Last summer I wrote about my rising CEA levels as I searched for the best treatment option:
Those fiendish cells
Now that I've finished another round of radiation and had some time to heal, I have another update on my CEA timeline.
My CEA fell after radiation, but not fast enough to suggest that it was heading back down to normal levels. Now it looks like it's rising again, indicating growth of tumors somewhere in my body. As usual, variability in measurements and benign conditions could also cause a rise in CEA. But it's enough to put us on closer watch for any bad guys.
My scans in December were too messy to declare anything definite. The masses in my pelvis showed elevated metabolic activity, but that could be from the radiation itself. The best news was that nothing new was showing up there. My lungs, however, showed some nodules that could become problems in the future.
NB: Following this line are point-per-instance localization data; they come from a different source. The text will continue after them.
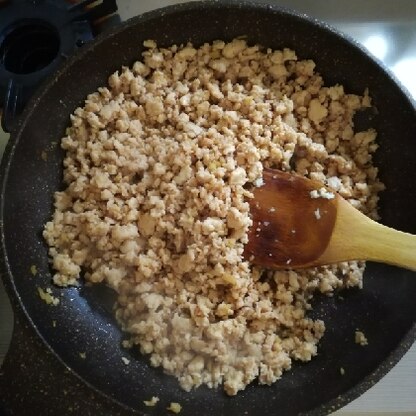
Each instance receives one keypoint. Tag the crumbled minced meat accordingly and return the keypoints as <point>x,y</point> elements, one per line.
<point>158,170</point>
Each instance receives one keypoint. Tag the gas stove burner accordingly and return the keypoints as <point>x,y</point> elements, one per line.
<point>36,36</point>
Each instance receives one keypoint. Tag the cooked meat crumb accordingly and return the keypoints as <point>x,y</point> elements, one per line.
<point>159,168</point>
<point>360,338</point>
<point>152,402</point>
<point>175,407</point>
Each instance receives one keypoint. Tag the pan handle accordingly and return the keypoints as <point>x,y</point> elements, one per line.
<point>13,104</point>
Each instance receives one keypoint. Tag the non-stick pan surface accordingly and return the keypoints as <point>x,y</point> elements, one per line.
<point>83,321</point>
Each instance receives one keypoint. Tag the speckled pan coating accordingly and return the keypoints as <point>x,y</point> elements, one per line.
<point>385,309</point>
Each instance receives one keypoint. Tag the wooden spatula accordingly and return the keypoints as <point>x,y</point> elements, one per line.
<point>297,223</point>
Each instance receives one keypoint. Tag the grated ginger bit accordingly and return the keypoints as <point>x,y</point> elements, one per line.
<point>360,338</point>
<point>152,402</point>
<point>47,297</point>
<point>321,193</point>
<point>125,360</point>
<point>175,407</point>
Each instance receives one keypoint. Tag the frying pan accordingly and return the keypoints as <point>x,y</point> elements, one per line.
<point>385,309</point>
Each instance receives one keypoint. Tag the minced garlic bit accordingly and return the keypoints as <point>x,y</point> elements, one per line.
<point>175,407</point>
<point>47,297</point>
<point>321,193</point>
<point>152,402</point>
<point>159,167</point>
<point>360,338</point>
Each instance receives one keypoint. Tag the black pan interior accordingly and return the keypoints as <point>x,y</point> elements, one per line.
<point>385,309</point>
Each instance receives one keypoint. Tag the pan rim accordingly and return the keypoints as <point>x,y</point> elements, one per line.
<point>349,395</point>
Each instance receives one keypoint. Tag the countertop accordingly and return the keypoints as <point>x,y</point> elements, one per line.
<point>388,30</point>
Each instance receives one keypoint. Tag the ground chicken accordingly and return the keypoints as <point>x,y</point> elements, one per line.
<point>158,170</point>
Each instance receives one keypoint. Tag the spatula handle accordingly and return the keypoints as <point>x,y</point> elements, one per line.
<point>357,237</point>
<point>390,246</point>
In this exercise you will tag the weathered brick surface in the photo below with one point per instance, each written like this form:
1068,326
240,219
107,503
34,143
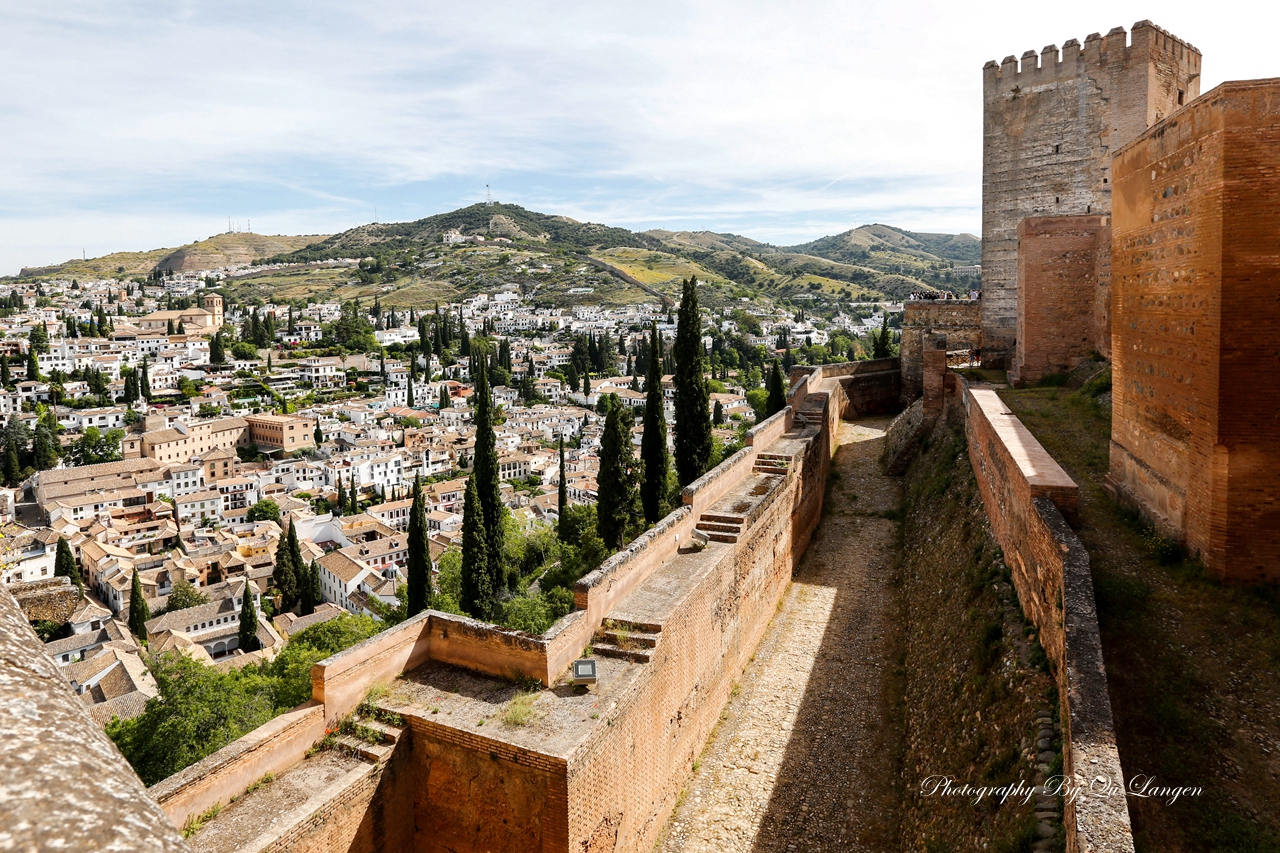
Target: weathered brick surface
1063,264
1051,124
1196,327
1028,500
960,320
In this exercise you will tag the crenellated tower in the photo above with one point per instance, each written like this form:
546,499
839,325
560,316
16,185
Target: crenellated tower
1051,124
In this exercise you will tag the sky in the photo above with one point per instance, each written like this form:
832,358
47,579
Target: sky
133,124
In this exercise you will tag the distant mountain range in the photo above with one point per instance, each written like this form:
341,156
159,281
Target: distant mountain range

Overall I'm feeling pretty good. I have a variety of nuisance symptoms including lingering bone pain, fatigue, urological misbehavior, and a fussy tummy. But I'm trying to press ahead with normal life and hoping that I can avoid or overcome any further problems.
Planning for the future is tricky with such uncertain health. As long as my body keeps running my mind must find ways to keep it fed, sheltered, and repaired. Financially, I'm faced with two choices: find a way to earn enough money to live where I have professional, social, and medical opportunities; or give up work completely and find a quiet place to retire and expire.
I am heading down the first path, committing myself to be productive and engaging in the activities that are sensible if I have a long future. But I am becoming familiar with a stress that's characteristic of chronic cancer – the knowledge that disaster could strike again any day and spoil my best laid plans.